Recently, a 76-year-old homeless woman who used to beg for a living suffered an injury to her foot. A passer-by saw her lying in a bus shelter and called Elder Line. The field officer assigned to the case arranged for the woman to be provided shelter in an anganwadi (nursery or day-care centre), but other inmates complained that she did not bathe or change her clothes.
The team faced a severe challenge in arranging for the woman’s care, not only because she was herself reluctant to go into an institution but also because old age homes refused to accommodate her for reasons of personal hygiene. She was given temporary shelter in many institutions, but the staff had to be paid extra to clean her up. Eventually, one home agreed to accommodate her, provided the Elder Line team visited every week to check on her status.
In many cases the elderly face abuse and harassment at the hands of their own children or relatives. The personnel handling the helpline guide them with regard to the legal avenues available to them. Property issues are one of the main reasons for the harassment.

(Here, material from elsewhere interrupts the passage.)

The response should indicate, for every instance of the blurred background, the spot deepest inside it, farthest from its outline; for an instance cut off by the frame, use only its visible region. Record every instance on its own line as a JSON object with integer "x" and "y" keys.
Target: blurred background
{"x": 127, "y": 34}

In one case, a caller informed Elder Line that an aged couple in a village was being mentally and physically abused by their two nephews, who had even hired goons to force them to vacate their house. Later, a villager convinced the couple to sell the house and shift to a smaller home, promising that a sum of Rs 11 lakh would be paid into their account. But the full amount was not given. The Elder Line team took the help of the local police station and the matter was resolved. The elderly couple now lives peacefully.
In another case, a 75-year-old man had issues with the association of his apartment building in Hyderabad for three years. An Elder Line officer counselled him and gave him moral support and the legal advisor guided him on his next course of action. The matter was soon settled.
Interestingly, the number of elderly men contacting Elder Line far exceeds that of women. In addition to the helpline, NISD holds workshops for residents welfare associations, webinars and off-line programmes from time to time on issues such as maintenance, dementia and health issues that senior citizens face. It also offers an online course on dementia.
*Name changed to protect the person’s identity.
(The writer is a senior journalist who spends time in Delhi and Shimla.)